From the perspective of the Transtheoretical Model, this approach helps address the first stages of pre-contemplation, contemplation, and preparation (Liu et al., 2018). During the first stage, individuals do not have a plan for changing their risk behavior, and they require a cue, such as a recommendation from a health expert or a promotional campaign that would hint at the potential problems with their current behaviors. This stage is addressed through the community advocacy that Raeside et al. (2019) discuss in their paper, as many people may be unaware of their diet being unhealthy and contributing to the deterioration of their health. Next, the pre-contemplation stage is the intent to make a change to one’s behavior; for example, after seeing the promotional campaign, a person can decide to reevaluate their approach to diet. This, however, does not necessarily result in the actual change and the contemplation stage is the one where a person decides to actually implement an intervention. Thus, the idea of the second strategy is to trigger the pre-contemplation and contemplation stages under the Transtheoretical Model to help people at risk. To address the barrier discussed above, advocacy and education efforts should explain the specific behaviors a person should adopt, such as reviewing one’s diet and including healthy foods in it.

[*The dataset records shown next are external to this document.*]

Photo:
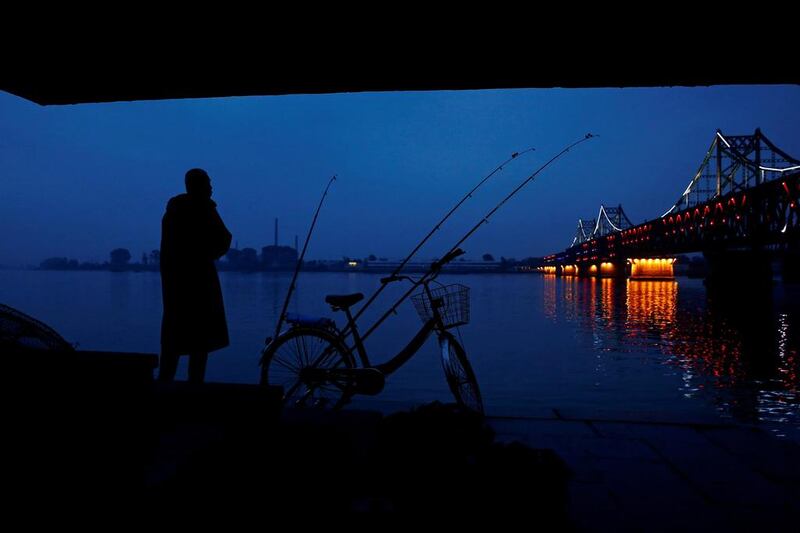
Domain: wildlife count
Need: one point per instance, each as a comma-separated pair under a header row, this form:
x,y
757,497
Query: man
x,y
192,237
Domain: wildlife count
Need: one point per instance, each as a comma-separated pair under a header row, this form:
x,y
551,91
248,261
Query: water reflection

The final strategy for facilitating behavioral change in individuals is the development of a rewards system that would promote the healthy eating habits of patients at risk of cardiovascular disease or those diagnosed with the condition. Under the Transtheoretical Model, during the first stages, individuals do not recognize the effect of their actions on their habit development. However, once implemented, the maintenance stage is where the actions become routine and where a person may see the actual changes that are a result of their efforts. During this stage, it is essential to reinforce positive behaviors, which is the basis of behavioral change psychology. According to Miranda et al. (2019), “incentives play a role in introducing health-related benefits” (p. 139). The authors’ research has shown that rewards, in this case, a cash prize and individual incentives for reaching a weight-loss objective, affect the adherence and results of the participants. Moreover, the use of rewards is an important factor in supporting the motivation of the individuals during the habit change process, as well as an essential step to ensuring that this habit becomes a long-term one.

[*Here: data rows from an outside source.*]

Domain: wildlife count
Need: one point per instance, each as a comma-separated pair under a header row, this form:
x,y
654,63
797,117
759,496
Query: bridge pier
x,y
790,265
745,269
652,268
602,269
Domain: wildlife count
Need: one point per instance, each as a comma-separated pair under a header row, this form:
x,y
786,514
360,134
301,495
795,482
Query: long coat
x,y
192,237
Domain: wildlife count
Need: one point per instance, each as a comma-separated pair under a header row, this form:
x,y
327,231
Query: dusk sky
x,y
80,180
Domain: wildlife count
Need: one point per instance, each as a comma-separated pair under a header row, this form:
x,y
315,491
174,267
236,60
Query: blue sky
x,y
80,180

The barrier to the application of this strategy is the difficulty of selecting an appropriate reward that would serve as a sufficient incentive for an individual. Miranda et al. (2019) used cash rewards in their study; however, for a health clinic or when working with individuals in other healthcare faculties, this approach is not feasible. Moreover, it is difficult to develop a standardized system of rewards that could be applied to multiple people since the rewards must be tailored toward the person’s taste. One way of addressing this issue is by developing a questionnaire that will help one define the reward that will be sufficient for them to initiate the behavioral change process. This can be done at the contemplation stage of the behavioral change to trigger the actual process of implementing dietary habits change.

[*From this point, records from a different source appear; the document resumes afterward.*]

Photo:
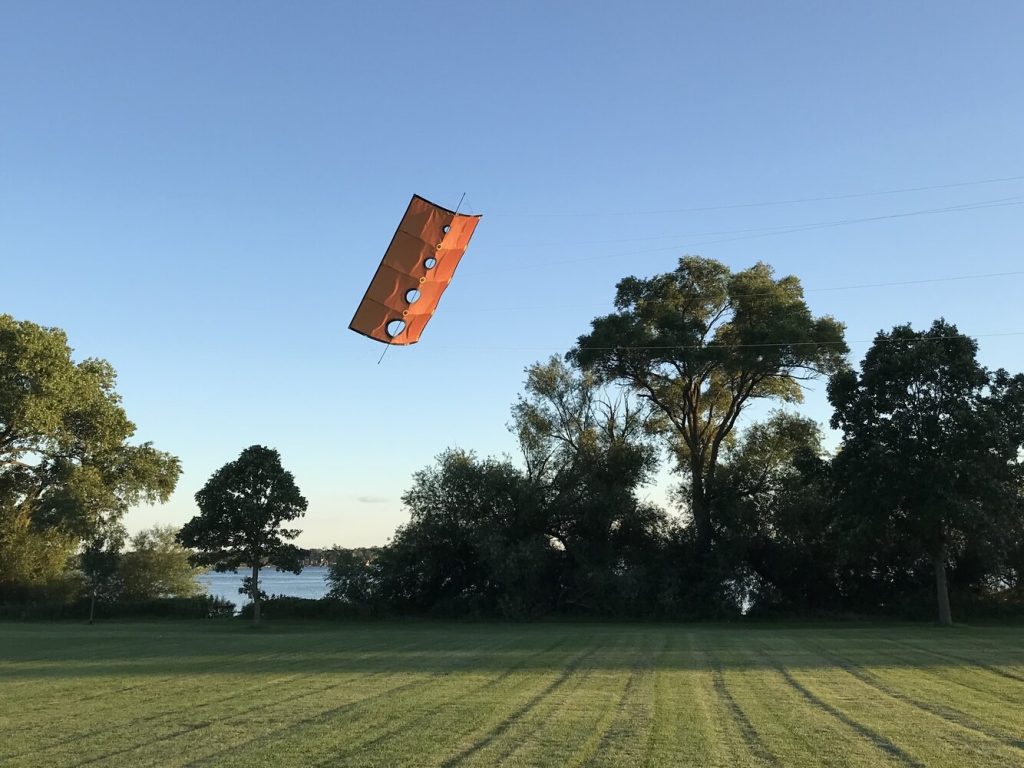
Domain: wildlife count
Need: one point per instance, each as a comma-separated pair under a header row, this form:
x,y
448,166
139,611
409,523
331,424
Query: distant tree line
x,y
919,512
921,508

In summary, this paper is a review of literature on the topic of health-related behaviors and interventions that help patients with cardiovascular disease introduce behavioral changes. Under the Transtheoretical Model, behavior changes occur in stages, and individuals see the benefits of these changes only during the later stages, while in the early ones, they may struggle to pinpoint the positive effects of their actions, which is the main barrier to the transition towards a healthy behavior. This paper offers three strategies for behavioral change, mHealth, promotion and education, and suing individualized regards.